Liquid Lithium Divertor Development for the National Spherical Torus Experiment

Laura Berzak, Princeton University

Photo of Laura Berzak

The National Spherical Torus Experiment (NSTX) is a unique magnetic fusion device designed to study the physics principles of spherically shaped plasmas. The low aspect ratio configuration permits higher plasma pressure with lower magnetic fields yielding higher power densities. In 2005, NSTX began investigating the effects on plasma performance of lithium as a plasma-facing surface. Through lithium pellet injection and then direct lithium evaporation on plasma-facing surfaces, NSTX has achieved dramatic improvements in plasma behavior. This included increased energy confinement times and electron temperature profiles that were higher and broader. These successful results with solid lithium plasma-facing surfaces have led NSTX to pursue the concept of a liquid lithium divertor (LLD). The divertor is the region where plasma-surface interactions are expected to have the largest effect on the plasma density in NSTX. The LLD will be a new divertor structure composed of molybdenum, stainless steel, and copper, heated and coated with a thin liquid lithium film.
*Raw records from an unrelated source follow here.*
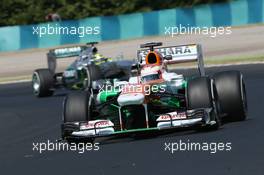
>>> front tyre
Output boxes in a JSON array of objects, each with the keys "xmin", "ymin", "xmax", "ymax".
[
  {"xmin": 32, "ymin": 69, "xmax": 54, "ymax": 97},
  {"xmin": 186, "ymin": 77, "xmax": 221, "ymax": 130}
]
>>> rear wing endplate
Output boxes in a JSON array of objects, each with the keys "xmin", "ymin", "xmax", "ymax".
[{"xmin": 47, "ymin": 46, "xmax": 88, "ymax": 74}]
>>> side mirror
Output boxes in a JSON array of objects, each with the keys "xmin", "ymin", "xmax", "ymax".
[{"xmin": 164, "ymin": 55, "xmax": 172, "ymax": 60}]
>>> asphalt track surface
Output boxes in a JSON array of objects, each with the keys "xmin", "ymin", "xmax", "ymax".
[{"xmin": 0, "ymin": 64, "xmax": 264, "ymax": 175}]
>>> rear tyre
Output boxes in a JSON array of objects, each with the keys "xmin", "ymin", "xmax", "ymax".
[
  {"xmin": 213, "ymin": 71, "xmax": 248, "ymax": 121},
  {"xmin": 186, "ymin": 77, "xmax": 221, "ymax": 130},
  {"xmin": 32, "ymin": 69, "xmax": 55, "ymax": 97}
]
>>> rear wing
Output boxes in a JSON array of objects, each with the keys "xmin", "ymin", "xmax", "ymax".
[
  {"xmin": 137, "ymin": 44, "xmax": 205, "ymax": 76},
  {"xmin": 47, "ymin": 46, "xmax": 88, "ymax": 73}
]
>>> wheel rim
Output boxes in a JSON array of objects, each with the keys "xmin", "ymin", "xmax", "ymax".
[
  {"xmin": 240, "ymin": 75, "xmax": 248, "ymax": 116},
  {"xmin": 32, "ymin": 72, "xmax": 40, "ymax": 95}
]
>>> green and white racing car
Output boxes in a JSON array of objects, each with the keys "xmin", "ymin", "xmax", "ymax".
[
  {"xmin": 62, "ymin": 43, "xmax": 247, "ymax": 140},
  {"xmin": 32, "ymin": 42, "xmax": 132, "ymax": 97}
]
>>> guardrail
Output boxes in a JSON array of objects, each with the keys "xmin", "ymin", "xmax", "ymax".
[{"xmin": 0, "ymin": 0, "xmax": 264, "ymax": 52}]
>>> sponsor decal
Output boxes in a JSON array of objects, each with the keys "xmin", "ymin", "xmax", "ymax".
[{"xmin": 80, "ymin": 120, "xmax": 114, "ymax": 130}]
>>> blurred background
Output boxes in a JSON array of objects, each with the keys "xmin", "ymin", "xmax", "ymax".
[{"xmin": 0, "ymin": 0, "xmax": 230, "ymax": 26}]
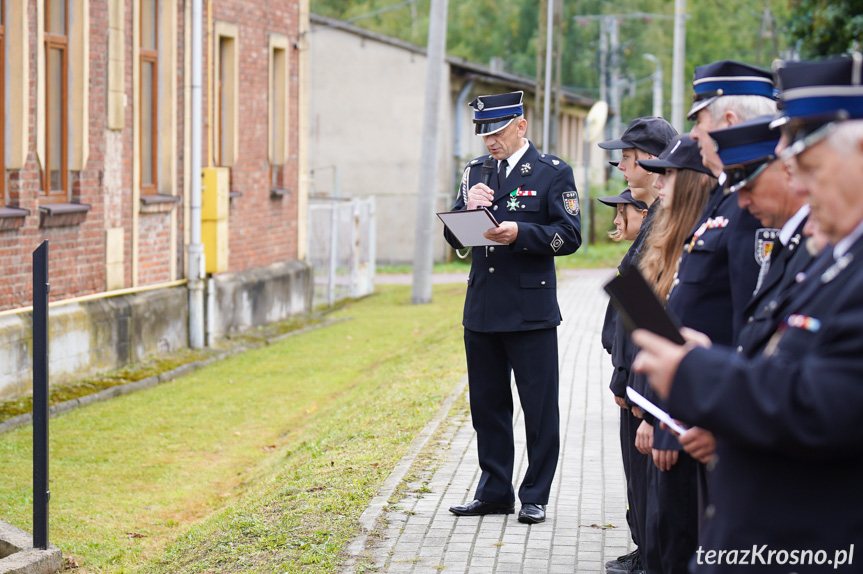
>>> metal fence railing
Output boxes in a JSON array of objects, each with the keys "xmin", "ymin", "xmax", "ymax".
[{"xmin": 307, "ymin": 197, "xmax": 375, "ymax": 306}]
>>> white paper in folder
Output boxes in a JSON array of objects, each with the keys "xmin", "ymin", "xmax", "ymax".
[
  {"xmin": 626, "ymin": 387, "xmax": 686, "ymax": 434},
  {"xmin": 437, "ymin": 207, "xmax": 504, "ymax": 247}
]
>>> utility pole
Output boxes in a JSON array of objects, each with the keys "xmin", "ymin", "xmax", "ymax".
[
  {"xmin": 542, "ymin": 0, "xmax": 554, "ymax": 153},
  {"xmin": 671, "ymin": 0, "xmax": 686, "ymax": 133},
  {"xmin": 411, "ymin": 0, "xmax": 447, "ymax": 305},
  {"xmin": 607, "ymin": 16, "xmax": 621, "ymax": 151},
  {"xmin": 643, "ymin": 54, "xmax": 664, "ymax": 118}
]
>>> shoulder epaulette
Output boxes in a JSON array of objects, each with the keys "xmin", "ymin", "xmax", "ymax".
[{"xmin": 539, "ymin": 153, "xmax": 566, "ymax": 169}]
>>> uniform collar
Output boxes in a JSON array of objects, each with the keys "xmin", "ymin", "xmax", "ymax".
[
  {"xmin": 833, "ymin": 216, "xmax": 863, "ymax": 261},
  {"xmin": 779, "ymin": 203, "xmax": 809, "ymax": 245},
  {"xmin": 498, "ymin": 138, "xmax": 530, "ymax": 175}
]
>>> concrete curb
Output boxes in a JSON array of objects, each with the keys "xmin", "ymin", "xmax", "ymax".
[
  {"xmin": 0, "ymin": 317, "xmax": 350, "ymax": 436},
  {"xmin": 341, "ymin": 374, "xmax": 467, "ymax": 574},
  {"xmin": 0, "ymin": 522, "xmax": 63, "ymax": 574}
]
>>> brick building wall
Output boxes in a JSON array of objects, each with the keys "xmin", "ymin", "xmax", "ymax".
[{"xmin": 0, "ymin": 0, "xmax": 300, "ymax": 312}]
Initial materials testing was performed during my practicum at Sandia National Laboratories/New Mexico. The purpose of the LLD will be to provide pumping on the outer divertor to control the plasma density and improve the efficiency of neutral beams in driving plasma currents. In the long term, LLD research will be used to develop plasma-facing surfaces for handling power levels during long-pulses and high heat fluxes.